Ms Gallagher again dismissed the issue of water. We pay more for water in the ACT than anywhere else in the country. It has gone up over 100 per cent since 2001. How many people in Canberra do you think have seen their wages go up by 100 per cent since 2001? How many have seen the level of services delivered to them go up by 100 per cent? Yet we have seen the cost of water go up by over 100 per cent, and of course partly as a result of this government’s mismanagement of water, its slowness to react, the cost blowout we have seen in relation to the Cotter Dam, the $240 million cost blowout.

All of these things add up. The Treasurer did not want to stay to listen because she was happy to put out all sorts of things that were not true: “It’s not our fault. It’s not as bad as in other jurisdictions.” Again, on water, she is wrong. She dismissed the rising electricity prices—a 70 per cent increase since 2001.
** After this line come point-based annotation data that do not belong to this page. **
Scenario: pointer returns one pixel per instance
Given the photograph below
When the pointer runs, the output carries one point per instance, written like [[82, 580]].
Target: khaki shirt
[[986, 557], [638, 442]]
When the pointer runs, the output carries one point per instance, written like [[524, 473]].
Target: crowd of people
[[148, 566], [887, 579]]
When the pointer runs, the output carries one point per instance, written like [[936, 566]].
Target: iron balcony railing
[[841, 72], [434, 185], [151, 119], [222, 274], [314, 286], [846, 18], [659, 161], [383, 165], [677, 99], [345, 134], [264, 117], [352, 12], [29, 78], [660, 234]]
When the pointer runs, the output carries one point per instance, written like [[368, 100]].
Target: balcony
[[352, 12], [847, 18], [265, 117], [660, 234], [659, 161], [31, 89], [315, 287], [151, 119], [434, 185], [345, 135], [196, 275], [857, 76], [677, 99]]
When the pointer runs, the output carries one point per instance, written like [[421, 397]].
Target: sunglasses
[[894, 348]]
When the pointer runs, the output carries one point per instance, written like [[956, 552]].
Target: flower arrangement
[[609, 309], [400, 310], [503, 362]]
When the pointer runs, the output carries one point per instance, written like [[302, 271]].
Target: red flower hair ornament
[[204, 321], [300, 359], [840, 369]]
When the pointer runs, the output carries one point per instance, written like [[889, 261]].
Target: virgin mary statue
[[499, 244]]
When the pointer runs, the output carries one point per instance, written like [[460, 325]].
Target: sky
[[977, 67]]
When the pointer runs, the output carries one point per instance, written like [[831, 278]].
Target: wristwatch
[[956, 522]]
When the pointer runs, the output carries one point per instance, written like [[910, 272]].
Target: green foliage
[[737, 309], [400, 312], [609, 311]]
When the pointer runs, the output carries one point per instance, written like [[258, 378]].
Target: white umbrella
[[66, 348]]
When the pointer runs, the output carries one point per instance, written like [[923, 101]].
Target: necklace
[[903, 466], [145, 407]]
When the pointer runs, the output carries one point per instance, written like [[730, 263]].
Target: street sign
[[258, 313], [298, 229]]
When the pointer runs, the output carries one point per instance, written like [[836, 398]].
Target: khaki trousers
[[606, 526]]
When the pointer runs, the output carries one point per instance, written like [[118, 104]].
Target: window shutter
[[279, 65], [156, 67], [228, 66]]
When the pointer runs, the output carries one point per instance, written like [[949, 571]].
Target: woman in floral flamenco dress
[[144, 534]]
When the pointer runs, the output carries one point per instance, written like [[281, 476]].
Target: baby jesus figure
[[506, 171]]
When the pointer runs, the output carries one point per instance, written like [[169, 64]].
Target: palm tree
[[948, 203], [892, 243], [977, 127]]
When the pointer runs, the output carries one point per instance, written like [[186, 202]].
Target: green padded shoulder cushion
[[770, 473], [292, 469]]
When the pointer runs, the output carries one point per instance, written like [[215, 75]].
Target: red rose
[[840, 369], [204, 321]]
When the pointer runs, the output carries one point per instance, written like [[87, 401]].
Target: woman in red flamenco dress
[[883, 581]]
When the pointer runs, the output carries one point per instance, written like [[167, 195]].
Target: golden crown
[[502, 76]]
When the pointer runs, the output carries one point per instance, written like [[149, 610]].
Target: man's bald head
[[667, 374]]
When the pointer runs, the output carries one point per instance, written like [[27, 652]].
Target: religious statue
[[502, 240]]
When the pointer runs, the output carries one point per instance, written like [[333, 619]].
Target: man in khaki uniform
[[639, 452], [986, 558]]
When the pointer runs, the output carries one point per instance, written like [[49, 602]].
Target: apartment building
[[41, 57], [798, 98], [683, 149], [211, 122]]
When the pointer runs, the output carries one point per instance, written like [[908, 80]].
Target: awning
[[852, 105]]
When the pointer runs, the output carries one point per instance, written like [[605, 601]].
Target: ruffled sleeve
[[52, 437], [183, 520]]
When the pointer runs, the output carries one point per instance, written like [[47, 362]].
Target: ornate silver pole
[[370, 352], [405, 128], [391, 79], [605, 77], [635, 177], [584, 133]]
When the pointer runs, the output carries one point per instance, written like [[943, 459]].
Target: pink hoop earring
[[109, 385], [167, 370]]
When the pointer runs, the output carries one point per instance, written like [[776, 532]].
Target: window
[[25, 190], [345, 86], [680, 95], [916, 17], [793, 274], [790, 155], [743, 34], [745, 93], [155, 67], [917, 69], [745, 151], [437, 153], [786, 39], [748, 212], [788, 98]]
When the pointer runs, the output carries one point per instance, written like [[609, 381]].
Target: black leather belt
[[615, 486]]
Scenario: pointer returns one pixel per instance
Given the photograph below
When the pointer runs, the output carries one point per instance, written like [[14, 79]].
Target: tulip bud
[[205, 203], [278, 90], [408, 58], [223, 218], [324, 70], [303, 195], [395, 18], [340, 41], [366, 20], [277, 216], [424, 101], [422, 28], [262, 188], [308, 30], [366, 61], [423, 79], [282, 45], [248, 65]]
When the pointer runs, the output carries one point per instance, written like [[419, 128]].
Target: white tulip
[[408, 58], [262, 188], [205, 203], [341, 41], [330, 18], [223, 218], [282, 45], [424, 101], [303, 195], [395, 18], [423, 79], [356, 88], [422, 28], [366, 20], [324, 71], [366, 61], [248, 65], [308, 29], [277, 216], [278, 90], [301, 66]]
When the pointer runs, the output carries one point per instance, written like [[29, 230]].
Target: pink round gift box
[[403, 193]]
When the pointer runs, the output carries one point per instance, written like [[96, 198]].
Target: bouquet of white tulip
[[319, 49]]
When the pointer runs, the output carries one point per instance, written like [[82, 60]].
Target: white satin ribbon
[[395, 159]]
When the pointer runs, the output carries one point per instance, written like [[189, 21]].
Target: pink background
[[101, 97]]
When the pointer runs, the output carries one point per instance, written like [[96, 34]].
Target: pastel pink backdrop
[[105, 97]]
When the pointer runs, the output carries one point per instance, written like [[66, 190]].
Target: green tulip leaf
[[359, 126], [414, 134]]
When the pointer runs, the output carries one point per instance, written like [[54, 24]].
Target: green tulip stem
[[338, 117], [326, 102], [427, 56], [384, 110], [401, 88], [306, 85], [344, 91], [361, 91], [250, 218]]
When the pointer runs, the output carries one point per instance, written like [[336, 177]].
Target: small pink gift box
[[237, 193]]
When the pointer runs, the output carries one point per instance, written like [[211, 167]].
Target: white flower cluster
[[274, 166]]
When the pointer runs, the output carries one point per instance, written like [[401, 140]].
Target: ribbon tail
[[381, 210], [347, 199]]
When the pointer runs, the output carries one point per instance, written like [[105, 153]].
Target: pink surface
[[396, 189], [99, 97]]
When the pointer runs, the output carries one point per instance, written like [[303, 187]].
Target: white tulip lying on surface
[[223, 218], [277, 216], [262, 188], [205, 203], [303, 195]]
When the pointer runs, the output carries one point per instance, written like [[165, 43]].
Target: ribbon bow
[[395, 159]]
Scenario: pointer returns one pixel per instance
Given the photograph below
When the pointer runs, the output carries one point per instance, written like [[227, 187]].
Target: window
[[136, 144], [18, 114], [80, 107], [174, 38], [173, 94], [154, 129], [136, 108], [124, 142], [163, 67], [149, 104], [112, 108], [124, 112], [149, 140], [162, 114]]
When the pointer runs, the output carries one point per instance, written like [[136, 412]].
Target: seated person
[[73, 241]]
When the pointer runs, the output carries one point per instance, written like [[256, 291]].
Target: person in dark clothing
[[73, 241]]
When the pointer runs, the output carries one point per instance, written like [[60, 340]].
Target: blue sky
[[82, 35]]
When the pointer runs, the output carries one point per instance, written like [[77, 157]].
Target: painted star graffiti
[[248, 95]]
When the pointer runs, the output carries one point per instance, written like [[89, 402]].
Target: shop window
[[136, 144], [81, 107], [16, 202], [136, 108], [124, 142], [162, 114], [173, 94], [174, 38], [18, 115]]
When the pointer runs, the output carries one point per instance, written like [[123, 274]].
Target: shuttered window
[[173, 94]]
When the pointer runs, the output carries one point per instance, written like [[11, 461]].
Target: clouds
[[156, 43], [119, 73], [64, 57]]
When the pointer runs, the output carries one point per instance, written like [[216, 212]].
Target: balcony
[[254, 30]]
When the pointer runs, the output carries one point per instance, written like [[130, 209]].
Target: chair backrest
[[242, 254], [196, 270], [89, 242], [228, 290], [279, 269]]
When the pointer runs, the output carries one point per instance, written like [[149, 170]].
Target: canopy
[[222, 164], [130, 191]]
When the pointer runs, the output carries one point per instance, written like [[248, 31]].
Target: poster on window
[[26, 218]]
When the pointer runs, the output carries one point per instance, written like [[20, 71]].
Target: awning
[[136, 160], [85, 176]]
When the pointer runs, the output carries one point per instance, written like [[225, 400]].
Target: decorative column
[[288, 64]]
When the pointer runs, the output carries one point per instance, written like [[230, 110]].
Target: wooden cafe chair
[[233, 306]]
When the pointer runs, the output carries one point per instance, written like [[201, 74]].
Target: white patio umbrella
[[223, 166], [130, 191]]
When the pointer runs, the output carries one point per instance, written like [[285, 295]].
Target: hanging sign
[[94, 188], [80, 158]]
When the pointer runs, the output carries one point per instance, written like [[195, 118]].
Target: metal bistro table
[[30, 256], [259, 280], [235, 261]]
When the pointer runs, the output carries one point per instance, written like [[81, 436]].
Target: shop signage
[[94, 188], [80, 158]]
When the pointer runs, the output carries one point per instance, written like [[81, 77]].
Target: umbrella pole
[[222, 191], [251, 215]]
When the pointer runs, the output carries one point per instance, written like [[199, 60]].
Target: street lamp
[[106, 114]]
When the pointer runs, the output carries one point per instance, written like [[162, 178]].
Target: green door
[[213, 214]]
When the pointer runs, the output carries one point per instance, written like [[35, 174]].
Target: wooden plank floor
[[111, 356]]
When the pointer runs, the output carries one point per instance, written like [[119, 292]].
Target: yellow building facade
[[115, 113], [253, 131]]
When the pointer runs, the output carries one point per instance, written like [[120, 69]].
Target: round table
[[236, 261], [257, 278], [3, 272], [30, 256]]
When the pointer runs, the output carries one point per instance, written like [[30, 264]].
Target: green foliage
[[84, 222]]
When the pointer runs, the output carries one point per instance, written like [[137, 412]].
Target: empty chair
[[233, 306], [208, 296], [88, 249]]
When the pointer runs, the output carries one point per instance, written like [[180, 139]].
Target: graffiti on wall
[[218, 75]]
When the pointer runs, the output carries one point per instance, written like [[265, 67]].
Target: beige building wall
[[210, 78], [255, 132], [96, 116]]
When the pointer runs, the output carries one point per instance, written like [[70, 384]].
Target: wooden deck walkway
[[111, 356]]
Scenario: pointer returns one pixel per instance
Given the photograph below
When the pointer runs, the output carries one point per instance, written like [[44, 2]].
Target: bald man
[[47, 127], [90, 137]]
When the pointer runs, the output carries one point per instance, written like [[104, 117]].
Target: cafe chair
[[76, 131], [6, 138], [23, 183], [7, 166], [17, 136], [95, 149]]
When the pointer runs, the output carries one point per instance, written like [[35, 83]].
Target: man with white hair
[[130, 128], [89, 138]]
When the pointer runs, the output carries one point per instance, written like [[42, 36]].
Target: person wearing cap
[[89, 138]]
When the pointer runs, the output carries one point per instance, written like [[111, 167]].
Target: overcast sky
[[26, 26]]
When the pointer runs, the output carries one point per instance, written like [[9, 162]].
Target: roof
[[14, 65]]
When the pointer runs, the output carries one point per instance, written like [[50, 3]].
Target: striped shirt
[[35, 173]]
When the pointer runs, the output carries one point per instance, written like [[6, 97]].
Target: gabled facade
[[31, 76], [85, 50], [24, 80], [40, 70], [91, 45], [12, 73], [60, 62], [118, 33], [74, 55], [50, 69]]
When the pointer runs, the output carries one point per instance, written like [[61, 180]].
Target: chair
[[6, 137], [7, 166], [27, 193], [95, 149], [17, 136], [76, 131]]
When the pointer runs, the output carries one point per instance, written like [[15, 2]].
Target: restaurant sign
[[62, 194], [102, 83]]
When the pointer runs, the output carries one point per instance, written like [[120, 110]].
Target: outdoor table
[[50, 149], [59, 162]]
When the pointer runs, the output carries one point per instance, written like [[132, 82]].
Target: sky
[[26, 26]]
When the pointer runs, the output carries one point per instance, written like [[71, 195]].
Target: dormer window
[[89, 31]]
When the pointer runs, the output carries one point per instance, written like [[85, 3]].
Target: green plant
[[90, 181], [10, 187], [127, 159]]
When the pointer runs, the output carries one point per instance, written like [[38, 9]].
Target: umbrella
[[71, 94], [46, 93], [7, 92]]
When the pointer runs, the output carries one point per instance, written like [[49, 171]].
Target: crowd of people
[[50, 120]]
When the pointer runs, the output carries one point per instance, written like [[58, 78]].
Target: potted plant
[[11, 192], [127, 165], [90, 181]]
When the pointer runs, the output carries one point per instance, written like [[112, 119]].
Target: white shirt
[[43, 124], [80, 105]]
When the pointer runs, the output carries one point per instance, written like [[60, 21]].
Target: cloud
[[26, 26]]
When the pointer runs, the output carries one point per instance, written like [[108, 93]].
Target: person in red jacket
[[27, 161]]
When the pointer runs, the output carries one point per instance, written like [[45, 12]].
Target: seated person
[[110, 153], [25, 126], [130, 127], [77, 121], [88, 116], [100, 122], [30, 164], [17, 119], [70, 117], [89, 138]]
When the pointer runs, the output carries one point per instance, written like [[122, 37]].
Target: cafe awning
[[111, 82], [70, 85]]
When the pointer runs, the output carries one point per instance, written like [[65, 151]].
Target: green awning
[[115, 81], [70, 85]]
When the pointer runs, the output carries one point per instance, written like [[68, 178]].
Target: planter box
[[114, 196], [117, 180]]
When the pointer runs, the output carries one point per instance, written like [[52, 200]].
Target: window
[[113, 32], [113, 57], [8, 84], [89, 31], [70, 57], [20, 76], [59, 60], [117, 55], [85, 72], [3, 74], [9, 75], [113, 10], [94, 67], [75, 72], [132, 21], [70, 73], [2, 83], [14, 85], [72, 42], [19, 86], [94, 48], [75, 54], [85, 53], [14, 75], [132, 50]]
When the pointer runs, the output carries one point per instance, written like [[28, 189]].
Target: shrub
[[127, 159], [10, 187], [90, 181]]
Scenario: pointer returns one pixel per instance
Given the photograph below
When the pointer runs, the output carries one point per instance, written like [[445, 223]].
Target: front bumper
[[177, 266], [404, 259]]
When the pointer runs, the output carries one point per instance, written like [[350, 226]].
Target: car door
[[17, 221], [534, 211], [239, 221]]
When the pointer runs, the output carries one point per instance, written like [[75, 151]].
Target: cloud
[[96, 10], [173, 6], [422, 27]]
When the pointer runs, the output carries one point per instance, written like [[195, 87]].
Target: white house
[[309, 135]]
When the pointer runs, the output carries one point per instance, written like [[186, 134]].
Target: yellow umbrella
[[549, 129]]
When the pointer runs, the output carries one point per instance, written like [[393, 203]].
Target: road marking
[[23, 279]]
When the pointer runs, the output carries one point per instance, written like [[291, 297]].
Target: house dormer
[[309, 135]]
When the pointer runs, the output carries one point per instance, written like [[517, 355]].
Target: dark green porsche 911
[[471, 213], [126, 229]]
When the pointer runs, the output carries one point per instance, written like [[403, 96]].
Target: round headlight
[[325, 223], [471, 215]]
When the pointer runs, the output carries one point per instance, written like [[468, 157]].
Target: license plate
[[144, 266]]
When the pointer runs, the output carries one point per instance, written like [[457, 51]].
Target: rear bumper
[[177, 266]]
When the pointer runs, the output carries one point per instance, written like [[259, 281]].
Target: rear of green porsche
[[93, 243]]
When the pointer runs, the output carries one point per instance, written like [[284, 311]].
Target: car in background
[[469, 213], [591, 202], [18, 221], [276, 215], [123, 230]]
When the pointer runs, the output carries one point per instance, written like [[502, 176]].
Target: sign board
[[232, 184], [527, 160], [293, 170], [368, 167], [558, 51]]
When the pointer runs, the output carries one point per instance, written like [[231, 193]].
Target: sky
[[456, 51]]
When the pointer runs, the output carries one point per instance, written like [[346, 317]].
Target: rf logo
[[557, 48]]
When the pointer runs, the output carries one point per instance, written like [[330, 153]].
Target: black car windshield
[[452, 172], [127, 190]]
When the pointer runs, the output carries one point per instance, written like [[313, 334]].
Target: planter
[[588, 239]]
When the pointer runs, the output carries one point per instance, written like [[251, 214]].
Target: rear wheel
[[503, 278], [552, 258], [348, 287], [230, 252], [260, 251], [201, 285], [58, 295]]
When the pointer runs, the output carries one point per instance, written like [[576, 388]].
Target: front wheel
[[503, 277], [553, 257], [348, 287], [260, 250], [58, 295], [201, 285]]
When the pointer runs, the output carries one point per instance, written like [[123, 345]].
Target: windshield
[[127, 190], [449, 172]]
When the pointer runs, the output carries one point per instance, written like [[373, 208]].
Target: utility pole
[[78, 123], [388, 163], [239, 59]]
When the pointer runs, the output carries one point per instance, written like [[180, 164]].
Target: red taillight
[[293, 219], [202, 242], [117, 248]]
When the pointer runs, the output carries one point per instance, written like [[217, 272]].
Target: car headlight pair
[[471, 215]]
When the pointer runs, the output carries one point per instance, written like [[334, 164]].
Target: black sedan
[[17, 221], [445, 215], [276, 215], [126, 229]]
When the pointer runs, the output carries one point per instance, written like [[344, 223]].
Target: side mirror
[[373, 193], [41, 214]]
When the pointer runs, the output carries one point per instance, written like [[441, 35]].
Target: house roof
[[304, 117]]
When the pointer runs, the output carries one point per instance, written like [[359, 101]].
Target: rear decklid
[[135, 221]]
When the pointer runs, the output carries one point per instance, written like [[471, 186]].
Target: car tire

What does this government want to do with its Greens colleagues? It wants to add to that. It wants to add to those price rises. The prices are going to continue to rise for a number of reasons. The ACT government has a choice: does it add to that burden or does it look to work against that? This government and the Greens have chosen to add to that burden—$225 a year they are going to add over and above all of those other
increases. They have said, “We want a solar feed-in tariff.” It might cost us a few hundred dollars a tonne, but this government is going to add $225 a year to electricity prices for households in an ongoing manner.

You cannot take seriously the protestations from a Treasurer who says, “It’s not our fault and it’s not that bad.” That was the message from Katy Gallagher: “It’s not our fault; it’s not that bad.” But, when it comes to rates, it is your fault. When it comes to water, you influence it. When it comes to the cost of housing in the ACT, it is a direct result of your policies. When it comes to the amount of stamp duty that is charged, when it comes to the massive increase in tax that you are proposing, these are all government policies. We will stand up and say that we will fight to keep the cost of living as low as possible. Can we influence everything? No, we cannot.

But there is a lot that the government through its policies does influence and can influence and directly influences, and on every score it is putting upward pressure rather than downward pressure because it simply does not care.

We have got the Greens with all sorts of policy ideas that cost hundreds of millions of dollars with not a saving in sight. What does that do for the cost of living? Someone eventually has to pay. Someone has to pay. We have seen the rates go up 77 per cent. If we see policies, without savings, that cost hundreds of millions of dollars, we will see the rates continue to skyrocket. They will go up more.